France : un plan à 70 millions d'euros pour routiers, pêcheurs et agriculteurs

Face à l'envolée des prix des carburants, Paris a annoncé un plan de soutien de quelque 70 millions d'euros en faveur des transporteurs routiers, des pêcheurs et des agriculteurs pour le mois d'avril.

LinkedIn X Email
France : un plan à 70 millions d'euros pour routiers, pêcheurs et agriculteurs

Secteurs Pétrole, Carburants
Thèmes Régulation & Gouvernance, Politique publique
Pays France

Le gouvernement français a annoncé un plan d'urgence de quelque 70 millions d'euros pour venir en aide aux professionnels les plus exposés à la flambée des prix des carburants. Financé par des annulations de crédit dans les ministères concernés afin de ne pas aggraver des finances publiques déjà dégradées, le dispositif couvre le mois d'avril et cible trois secteurs : le transport routier, la pêche et l'agriculture. Dans un contexte de marchés pétroliers sous tension, les stocks commerciaux de pétrole brut aux États-Unis ont récemment bondi de 6,2 millions de barils, illustrant la volatilité persistante qui pèse sur les prix à la pompe.

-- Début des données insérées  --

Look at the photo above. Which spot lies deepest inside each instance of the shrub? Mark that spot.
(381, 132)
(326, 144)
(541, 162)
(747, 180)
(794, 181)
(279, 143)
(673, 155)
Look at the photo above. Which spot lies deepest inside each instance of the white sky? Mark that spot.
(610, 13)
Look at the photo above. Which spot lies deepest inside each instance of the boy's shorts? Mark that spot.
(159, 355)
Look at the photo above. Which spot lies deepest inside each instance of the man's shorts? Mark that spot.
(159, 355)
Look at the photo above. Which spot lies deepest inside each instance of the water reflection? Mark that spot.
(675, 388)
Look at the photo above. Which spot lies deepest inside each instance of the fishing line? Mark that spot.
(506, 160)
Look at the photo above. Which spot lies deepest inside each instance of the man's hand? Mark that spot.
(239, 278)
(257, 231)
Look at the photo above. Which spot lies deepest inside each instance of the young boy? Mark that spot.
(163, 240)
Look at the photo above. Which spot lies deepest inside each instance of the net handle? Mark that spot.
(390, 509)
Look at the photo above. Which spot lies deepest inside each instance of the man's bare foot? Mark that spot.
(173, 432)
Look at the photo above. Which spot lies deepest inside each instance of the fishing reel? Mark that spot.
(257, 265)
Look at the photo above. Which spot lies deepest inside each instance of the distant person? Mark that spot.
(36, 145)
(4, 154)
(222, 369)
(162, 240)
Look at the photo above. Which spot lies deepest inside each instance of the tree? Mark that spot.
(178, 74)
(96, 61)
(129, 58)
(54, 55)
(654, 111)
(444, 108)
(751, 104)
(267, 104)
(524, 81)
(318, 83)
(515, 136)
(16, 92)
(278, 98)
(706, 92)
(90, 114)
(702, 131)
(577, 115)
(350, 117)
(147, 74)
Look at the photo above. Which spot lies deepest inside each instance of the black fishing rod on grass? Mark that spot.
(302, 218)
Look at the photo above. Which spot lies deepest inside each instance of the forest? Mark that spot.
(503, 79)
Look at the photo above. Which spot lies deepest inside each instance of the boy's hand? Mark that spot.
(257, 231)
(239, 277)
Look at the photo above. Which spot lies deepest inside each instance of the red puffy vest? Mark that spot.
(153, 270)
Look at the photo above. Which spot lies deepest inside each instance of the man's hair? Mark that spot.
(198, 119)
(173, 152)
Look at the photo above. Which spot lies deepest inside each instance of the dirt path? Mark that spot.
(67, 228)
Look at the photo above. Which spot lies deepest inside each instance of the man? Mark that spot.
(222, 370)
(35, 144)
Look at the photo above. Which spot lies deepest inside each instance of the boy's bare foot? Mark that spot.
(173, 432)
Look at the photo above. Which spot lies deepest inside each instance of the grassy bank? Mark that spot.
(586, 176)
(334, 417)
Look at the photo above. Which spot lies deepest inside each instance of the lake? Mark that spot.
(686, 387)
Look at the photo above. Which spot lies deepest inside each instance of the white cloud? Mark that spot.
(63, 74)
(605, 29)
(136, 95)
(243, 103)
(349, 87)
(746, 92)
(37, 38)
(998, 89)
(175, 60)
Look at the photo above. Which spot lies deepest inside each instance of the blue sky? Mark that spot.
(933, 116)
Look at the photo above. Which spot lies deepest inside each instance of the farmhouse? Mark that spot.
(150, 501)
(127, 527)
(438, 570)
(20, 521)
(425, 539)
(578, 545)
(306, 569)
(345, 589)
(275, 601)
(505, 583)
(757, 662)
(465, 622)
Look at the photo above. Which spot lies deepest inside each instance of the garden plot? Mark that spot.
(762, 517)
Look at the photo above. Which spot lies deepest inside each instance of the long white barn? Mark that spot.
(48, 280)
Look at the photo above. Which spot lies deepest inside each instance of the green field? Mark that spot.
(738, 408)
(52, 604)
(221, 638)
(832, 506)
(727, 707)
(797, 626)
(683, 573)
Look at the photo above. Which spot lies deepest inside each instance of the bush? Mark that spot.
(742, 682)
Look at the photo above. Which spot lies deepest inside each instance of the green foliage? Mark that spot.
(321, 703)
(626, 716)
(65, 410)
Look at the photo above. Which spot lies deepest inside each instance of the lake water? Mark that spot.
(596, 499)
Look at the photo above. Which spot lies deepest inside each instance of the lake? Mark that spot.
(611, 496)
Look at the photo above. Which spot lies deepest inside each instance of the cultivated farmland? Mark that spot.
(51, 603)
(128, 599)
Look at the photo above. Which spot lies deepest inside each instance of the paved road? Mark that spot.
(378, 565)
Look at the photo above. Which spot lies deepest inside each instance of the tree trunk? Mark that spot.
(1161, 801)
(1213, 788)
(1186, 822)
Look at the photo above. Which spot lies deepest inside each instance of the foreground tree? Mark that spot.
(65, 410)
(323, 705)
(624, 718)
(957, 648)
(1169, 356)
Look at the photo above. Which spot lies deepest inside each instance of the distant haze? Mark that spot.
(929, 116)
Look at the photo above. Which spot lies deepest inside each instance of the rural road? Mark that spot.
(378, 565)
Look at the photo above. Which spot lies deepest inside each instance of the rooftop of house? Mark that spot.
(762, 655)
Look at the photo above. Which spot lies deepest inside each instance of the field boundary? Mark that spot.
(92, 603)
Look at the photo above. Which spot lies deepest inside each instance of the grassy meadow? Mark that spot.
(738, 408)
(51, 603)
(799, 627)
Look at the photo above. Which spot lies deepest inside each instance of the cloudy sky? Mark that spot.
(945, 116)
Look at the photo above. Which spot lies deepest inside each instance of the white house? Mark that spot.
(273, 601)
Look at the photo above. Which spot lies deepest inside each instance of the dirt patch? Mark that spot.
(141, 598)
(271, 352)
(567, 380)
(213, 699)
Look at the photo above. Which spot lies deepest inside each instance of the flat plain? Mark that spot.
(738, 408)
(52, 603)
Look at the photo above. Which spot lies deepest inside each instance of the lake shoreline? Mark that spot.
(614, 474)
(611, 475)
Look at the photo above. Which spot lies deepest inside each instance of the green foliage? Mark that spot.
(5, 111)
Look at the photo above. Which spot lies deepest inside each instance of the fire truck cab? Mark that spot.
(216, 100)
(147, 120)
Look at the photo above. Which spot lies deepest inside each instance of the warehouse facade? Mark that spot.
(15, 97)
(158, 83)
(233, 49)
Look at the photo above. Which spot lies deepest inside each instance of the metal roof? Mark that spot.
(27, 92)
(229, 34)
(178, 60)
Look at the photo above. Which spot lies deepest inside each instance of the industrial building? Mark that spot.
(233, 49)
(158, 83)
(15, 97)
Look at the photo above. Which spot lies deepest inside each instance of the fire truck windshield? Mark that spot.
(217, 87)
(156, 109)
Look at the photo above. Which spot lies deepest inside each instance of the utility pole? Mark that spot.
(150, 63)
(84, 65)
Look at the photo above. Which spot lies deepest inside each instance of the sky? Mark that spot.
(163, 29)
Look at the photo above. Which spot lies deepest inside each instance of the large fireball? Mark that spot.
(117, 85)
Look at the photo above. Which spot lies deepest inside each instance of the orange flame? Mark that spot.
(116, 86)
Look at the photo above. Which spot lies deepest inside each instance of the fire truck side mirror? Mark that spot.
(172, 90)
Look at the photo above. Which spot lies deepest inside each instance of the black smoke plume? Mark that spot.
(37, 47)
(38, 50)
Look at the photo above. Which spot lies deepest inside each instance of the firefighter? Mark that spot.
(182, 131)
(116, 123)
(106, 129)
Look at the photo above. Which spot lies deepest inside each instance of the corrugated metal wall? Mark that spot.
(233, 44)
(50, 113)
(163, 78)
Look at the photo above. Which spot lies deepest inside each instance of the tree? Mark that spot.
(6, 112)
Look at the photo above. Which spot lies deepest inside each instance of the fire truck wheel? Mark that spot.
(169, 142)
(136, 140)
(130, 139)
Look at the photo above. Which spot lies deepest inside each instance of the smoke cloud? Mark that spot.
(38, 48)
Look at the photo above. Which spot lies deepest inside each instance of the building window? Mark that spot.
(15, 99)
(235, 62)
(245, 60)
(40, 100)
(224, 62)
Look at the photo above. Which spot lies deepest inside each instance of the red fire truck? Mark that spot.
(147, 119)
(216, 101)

Le transport routier, principal bénéficiaire du dispositif

Avec quelque 50 millions d'euros, le transport routier de marchandises et de voyageurs reçoit la part principale de l'enveloppe. L'aide cible les TPE/PME (très petites, petites et moyennes entreprises) capables de justifier de difficultés de trésorerie majeures liées à la crise des carburants. Ces entreprises pourront s'adresser à un guichet dédié ouvert pour l'occasion, l'aide étant calibrée sur une subvention forfaitaire de 20 centimes par litre.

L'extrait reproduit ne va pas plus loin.